I have been thinking about the concept of “home”.   Not only was I rejoicing about going back to France, but the week prior leaving I got to experience the home of loved ones and compare it to my own “home-ness”.

And there I am now: “home”, in the gorgeous southern-France countryside house of my mother where I have spent so many happy and defining moments for the past 10 years.

Yet, I didn’t grew up in this house or anywhere close to this village.   I moved for the first time when I was 12, have since lived in several countries and came back home to a handful of houses.  What’s more, I learned a few days ago that this very house might not be stay around very long.

Part of me is sad; the part that has attachments and doesn’t want to let go of a relatively recent past and a projected future.  Though deep down I know I will be just fine.

The lyrics of “Fuel up” (Stornoway) keep on coming back to my mind:

But I’ll tell you the reason you couldn’t get home
Cause there’s nowhere you’ve been
And it’s nowhere you’re going
Home is only a feeling you get in your mind
From the people you love and you travel beside

There is definitely something to that.  When I boil it down, I think only two or three things really matter.   Most importantly – like in the song – it’s the quality of connection/trust I have with the people around me.  Secondly, I need a dedicated space that is mine where I can retrieve and feel relaxed.  Finally, there is bit of a habit / cultural / time factor.

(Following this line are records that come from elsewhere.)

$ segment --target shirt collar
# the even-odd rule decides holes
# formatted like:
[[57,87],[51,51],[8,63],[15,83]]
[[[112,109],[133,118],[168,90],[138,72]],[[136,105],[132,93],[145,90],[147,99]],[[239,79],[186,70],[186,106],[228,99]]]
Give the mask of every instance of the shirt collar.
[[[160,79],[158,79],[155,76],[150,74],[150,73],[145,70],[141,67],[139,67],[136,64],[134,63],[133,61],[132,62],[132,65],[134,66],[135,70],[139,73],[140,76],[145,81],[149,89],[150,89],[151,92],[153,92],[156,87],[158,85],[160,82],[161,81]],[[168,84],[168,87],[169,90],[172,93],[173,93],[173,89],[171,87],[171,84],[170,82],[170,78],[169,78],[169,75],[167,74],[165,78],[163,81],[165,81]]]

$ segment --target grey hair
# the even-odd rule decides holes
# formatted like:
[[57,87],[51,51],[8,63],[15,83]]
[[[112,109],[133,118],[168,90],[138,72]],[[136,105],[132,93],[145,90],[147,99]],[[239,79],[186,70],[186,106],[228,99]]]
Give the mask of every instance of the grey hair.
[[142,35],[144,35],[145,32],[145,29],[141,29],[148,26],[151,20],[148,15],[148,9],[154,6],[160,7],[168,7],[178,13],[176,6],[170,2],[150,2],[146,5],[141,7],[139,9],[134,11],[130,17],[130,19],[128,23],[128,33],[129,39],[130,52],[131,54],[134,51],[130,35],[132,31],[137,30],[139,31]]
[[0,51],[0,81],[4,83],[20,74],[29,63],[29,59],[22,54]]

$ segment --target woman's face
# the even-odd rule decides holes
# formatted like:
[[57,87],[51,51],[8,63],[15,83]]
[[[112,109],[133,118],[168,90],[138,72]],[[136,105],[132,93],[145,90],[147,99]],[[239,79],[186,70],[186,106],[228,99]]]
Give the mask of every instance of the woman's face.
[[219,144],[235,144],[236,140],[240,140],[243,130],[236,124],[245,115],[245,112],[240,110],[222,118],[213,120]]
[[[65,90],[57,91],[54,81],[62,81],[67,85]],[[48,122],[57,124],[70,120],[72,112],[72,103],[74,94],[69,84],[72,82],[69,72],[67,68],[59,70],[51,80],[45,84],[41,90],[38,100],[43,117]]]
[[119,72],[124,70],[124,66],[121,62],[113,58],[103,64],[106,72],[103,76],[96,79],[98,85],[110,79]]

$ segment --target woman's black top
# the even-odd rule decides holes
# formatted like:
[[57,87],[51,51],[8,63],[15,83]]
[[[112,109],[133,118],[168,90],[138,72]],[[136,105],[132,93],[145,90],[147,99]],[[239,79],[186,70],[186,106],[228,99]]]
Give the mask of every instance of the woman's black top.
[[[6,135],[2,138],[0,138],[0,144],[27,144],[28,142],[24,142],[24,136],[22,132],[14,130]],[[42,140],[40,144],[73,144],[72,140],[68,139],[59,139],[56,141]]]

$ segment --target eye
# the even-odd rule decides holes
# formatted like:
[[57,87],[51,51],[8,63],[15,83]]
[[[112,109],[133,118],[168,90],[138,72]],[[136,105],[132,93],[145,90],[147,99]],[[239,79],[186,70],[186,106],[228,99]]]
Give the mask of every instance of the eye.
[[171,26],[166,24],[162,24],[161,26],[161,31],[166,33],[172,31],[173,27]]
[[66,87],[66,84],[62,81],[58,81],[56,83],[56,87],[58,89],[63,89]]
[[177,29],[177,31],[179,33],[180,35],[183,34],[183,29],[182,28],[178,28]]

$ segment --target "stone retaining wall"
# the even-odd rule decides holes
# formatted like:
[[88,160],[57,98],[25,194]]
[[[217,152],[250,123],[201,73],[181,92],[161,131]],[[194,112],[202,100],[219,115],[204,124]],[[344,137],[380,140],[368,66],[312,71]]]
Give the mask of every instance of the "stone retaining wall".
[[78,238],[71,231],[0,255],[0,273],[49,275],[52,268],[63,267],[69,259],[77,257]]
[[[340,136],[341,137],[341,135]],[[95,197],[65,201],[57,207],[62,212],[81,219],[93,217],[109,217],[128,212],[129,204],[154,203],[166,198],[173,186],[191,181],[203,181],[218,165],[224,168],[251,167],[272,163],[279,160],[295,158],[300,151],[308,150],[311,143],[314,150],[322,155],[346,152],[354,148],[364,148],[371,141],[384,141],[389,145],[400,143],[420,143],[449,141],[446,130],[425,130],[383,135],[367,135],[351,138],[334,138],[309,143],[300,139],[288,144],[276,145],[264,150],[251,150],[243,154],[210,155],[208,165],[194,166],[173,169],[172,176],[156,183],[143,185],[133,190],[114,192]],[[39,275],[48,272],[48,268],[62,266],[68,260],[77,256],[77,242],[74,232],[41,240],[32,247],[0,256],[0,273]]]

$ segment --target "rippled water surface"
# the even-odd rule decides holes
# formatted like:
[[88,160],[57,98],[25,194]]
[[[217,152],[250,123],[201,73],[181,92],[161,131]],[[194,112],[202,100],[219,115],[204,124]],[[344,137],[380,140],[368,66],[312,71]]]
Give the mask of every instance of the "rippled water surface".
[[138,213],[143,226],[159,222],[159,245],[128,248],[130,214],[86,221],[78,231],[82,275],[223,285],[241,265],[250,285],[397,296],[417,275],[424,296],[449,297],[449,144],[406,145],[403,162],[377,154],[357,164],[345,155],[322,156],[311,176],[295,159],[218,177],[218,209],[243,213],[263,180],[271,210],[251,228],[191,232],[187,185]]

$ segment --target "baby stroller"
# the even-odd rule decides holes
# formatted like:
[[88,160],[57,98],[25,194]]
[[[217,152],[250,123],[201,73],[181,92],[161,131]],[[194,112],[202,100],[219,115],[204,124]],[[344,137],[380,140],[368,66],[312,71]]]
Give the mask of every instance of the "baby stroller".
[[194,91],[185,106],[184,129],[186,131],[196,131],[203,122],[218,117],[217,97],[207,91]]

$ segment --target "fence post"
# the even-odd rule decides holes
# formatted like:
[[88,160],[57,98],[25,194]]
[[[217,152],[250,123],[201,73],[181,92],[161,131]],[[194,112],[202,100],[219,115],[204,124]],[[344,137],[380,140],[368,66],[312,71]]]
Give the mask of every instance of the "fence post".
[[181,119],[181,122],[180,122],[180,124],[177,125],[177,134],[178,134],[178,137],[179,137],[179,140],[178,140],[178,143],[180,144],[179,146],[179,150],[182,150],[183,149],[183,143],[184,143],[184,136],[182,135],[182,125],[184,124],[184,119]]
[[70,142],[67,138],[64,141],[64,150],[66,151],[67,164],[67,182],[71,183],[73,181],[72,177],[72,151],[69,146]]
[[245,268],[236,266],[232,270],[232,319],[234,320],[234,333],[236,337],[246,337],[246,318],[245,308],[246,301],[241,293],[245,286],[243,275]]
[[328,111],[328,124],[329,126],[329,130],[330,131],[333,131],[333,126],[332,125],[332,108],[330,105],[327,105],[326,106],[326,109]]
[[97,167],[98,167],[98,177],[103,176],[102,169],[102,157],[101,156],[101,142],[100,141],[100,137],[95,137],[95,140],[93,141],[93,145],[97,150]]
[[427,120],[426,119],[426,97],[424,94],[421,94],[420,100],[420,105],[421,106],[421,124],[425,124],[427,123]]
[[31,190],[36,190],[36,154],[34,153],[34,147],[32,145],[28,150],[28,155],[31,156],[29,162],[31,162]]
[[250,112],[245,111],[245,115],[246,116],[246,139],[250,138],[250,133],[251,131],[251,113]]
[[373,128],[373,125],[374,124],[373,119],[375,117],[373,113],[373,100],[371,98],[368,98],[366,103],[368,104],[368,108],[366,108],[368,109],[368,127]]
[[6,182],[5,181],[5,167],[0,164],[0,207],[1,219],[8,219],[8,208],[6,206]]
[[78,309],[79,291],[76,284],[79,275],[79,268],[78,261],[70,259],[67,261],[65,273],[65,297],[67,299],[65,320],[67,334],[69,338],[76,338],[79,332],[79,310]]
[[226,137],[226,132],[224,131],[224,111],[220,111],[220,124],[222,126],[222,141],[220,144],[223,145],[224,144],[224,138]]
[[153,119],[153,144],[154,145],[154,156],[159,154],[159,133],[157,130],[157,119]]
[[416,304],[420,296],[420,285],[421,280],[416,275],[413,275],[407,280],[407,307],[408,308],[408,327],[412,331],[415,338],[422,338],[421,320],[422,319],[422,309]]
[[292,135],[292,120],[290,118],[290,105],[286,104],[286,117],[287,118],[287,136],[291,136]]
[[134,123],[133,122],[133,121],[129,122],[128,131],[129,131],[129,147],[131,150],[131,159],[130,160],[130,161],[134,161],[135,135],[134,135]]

The last (and least important) factor is the reason why letting go of my mom’s house will be a somewhat painful.  But the incredibly strong bond I have with both my mother and my sister will quickly make me feel home wherever that new place might be.

That’s also why I now feel relatively home in Brooklyn.  The quality of the relationships I have built there, the space I created for myself and the number of years spent in the same place make it up.   The last bit that keeps me from fully calling it “home” is the cultural and language disconnection I sometimes still encounter… Home sometimes takes work.